During the review, Nagase said that it inadvertently duplicated the per-unit amounts of regular U.S. duties paid on its imports corresponding with constructed export price sales, reporting those amounts for the imports. Commerce then used Nagase's reported entered values to find the denominator of its assessment rate calculation. Nagase contested this move by the agency.
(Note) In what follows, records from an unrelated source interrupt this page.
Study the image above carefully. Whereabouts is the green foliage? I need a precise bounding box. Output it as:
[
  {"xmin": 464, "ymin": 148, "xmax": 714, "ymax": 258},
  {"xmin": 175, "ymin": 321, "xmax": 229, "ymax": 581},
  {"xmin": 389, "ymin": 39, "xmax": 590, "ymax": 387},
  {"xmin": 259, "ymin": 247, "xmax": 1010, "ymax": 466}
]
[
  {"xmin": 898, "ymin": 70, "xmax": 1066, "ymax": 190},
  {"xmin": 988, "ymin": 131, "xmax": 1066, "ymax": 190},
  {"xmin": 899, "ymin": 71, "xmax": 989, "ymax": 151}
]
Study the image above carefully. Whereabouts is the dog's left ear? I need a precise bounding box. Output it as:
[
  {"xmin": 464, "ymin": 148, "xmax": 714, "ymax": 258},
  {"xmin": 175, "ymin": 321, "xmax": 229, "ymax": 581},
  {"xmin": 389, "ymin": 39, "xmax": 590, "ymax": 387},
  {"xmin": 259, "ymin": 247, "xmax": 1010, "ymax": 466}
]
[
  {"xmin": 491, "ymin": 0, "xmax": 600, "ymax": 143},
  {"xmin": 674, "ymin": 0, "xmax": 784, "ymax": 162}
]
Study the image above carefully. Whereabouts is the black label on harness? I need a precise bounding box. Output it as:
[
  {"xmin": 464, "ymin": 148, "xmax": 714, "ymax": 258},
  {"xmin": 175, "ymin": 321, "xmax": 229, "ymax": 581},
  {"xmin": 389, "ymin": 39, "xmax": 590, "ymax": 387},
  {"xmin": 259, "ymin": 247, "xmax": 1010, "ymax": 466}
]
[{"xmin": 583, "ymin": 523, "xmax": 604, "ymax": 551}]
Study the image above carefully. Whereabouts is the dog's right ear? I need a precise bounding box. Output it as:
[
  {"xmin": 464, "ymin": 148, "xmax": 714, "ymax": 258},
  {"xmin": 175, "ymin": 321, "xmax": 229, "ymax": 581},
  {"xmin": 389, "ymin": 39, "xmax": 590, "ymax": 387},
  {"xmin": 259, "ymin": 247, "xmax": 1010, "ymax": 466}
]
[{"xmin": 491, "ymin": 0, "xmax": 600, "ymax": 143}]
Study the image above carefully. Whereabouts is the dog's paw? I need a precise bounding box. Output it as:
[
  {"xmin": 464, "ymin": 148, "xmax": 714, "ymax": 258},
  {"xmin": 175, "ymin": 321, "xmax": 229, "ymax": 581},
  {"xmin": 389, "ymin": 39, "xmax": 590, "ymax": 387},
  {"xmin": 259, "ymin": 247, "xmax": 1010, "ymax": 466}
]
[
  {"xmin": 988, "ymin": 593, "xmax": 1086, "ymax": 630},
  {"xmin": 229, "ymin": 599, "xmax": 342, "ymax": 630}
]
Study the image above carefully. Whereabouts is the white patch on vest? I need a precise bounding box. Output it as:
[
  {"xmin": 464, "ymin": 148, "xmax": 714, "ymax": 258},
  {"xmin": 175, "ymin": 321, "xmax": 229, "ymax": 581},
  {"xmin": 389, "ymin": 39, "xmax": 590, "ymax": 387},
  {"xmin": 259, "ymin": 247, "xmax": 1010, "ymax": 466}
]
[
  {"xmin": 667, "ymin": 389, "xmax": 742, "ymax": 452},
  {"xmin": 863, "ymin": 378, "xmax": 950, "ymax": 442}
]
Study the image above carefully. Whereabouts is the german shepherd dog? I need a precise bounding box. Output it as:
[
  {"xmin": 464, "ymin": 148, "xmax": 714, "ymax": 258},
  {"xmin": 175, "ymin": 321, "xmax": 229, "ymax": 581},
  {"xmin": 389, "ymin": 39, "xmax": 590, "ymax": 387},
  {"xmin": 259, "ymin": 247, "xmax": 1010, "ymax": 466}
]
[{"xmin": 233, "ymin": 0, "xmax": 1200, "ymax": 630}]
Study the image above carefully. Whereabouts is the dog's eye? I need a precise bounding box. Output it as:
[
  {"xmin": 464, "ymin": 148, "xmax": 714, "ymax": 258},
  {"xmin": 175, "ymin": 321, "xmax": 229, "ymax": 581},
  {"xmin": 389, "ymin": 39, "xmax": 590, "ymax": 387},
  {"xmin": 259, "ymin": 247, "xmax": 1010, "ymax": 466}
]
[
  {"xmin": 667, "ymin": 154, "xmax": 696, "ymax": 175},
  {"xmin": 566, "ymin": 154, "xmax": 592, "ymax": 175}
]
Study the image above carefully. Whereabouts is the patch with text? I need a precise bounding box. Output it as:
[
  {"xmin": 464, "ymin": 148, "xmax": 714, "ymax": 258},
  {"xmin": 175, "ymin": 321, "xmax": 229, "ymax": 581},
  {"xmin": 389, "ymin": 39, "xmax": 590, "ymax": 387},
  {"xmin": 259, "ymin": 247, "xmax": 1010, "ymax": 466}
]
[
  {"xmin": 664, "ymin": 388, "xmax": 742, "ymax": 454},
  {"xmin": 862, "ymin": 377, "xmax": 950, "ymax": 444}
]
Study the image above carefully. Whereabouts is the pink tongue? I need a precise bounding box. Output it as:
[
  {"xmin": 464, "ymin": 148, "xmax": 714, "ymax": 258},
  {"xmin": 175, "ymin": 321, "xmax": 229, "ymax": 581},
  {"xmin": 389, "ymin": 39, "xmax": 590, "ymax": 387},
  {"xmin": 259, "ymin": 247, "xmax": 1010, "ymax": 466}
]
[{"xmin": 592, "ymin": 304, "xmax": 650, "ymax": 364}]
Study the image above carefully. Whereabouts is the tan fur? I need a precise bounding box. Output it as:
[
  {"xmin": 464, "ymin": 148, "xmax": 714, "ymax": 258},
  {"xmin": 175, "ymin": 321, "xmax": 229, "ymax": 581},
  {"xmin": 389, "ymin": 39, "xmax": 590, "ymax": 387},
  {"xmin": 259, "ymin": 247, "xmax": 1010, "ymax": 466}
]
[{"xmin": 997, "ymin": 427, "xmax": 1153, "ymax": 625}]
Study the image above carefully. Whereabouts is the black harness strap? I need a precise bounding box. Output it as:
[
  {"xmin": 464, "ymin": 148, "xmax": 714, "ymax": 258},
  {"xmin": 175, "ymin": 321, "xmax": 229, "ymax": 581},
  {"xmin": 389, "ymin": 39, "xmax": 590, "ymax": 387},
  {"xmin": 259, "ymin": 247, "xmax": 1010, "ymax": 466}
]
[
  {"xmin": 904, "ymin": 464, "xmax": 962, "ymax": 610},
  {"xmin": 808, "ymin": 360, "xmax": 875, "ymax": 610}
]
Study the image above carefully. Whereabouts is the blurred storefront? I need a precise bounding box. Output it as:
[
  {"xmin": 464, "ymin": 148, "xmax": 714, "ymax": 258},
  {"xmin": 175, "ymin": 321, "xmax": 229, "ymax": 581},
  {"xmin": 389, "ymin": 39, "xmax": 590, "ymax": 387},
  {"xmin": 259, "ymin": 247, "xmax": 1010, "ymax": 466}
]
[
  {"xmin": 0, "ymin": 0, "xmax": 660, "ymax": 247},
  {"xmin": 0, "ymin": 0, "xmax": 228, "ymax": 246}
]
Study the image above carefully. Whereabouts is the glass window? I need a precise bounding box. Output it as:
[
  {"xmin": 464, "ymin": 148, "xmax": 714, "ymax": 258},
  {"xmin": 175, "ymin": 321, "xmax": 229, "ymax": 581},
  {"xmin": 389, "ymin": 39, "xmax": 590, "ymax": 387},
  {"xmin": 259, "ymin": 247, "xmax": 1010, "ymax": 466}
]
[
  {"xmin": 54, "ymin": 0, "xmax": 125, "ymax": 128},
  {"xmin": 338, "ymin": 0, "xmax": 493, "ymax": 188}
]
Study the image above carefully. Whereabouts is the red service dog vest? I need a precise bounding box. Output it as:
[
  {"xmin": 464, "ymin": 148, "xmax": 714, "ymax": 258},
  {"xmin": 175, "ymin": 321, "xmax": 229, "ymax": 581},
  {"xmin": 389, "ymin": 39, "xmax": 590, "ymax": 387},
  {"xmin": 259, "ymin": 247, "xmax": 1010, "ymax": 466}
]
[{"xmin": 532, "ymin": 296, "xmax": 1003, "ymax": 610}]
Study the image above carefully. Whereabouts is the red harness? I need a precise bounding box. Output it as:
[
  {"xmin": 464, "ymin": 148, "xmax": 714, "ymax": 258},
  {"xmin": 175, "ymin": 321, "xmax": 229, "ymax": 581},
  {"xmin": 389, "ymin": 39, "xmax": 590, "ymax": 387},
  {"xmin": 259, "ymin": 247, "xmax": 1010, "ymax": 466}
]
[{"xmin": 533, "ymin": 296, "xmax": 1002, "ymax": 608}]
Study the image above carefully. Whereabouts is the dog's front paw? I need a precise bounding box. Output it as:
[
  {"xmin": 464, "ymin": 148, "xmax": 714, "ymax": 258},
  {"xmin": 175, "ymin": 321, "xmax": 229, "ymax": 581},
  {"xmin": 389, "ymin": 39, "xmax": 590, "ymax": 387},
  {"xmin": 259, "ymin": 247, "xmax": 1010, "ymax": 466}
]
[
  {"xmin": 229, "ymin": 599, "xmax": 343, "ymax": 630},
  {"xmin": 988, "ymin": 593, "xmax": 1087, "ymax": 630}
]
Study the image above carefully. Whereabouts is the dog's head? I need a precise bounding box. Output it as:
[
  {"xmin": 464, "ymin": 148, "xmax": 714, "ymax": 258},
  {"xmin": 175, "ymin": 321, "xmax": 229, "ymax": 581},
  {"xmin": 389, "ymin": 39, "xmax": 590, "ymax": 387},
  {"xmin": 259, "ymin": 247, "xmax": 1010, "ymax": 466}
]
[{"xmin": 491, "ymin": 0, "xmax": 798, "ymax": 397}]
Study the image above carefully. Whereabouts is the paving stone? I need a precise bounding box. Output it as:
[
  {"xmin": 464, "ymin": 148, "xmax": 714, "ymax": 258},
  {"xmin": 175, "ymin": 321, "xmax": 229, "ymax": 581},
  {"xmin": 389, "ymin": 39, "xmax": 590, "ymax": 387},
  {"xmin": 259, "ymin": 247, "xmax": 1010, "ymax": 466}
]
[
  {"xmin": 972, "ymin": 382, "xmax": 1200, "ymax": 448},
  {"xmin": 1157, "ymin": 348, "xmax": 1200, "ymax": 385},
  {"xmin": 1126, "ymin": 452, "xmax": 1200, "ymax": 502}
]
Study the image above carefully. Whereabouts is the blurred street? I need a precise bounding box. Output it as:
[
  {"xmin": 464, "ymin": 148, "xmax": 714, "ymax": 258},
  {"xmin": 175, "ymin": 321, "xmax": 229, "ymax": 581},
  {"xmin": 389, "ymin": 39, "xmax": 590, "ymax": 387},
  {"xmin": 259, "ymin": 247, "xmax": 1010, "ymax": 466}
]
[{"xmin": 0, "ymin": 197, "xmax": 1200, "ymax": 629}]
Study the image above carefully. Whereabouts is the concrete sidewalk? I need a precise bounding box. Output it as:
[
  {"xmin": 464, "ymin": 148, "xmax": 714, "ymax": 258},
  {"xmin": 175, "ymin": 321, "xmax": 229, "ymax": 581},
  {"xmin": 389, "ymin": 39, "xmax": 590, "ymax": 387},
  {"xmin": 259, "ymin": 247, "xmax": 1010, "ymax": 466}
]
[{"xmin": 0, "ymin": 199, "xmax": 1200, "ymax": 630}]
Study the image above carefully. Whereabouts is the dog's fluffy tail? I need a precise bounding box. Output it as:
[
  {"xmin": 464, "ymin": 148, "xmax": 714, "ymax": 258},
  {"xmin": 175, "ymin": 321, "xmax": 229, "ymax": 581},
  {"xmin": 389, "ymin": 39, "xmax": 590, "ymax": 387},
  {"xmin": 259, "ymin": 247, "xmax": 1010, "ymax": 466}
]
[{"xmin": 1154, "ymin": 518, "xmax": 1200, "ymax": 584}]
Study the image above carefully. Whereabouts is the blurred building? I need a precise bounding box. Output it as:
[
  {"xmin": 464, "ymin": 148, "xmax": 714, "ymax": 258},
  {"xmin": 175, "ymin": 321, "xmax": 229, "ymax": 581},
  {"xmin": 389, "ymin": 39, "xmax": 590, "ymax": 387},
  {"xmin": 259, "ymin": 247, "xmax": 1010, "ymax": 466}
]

In its defense, the U.S. and the AD petitioner argued that the error originated with Nagase; the error was not obvious from Commerce's materials; Nagase raised the error too late in the proceeding; the agency's policy favors finality; and even if the error may be corrected, Commerce doesn't need to do so.
In its reply, Nagase said that just because the respondent made a mistake, this does not justify ditching the "remedial and fairness principles" in AD law. "However, the fact that the error stems from Nagase’s inadvertence does not justify a refusal to correct it -- now that its existence is clear and CBP has yet to liquidate Nagase’s entries," the brief said. "In other words, Nagase’s responsibility for the error does not justify rejecting fundamental principles of fairness and the remedial nature of the antidumping law. ... Nor does it justify converting the law into a punitive instrument to inflict a huge financial penalty on Nagase for an oversight."
The petitioner told the trade court that Commerce needn't have fixed the mistake since it was a single number in a 100-plus-page document, and that the respondent raised the issue after Commerce's deadline for identifying ministerial errors. Nagase's response faults Commerce for not issuing draft liquidation instructions, for if the agency did so, the error would have been promptly caught.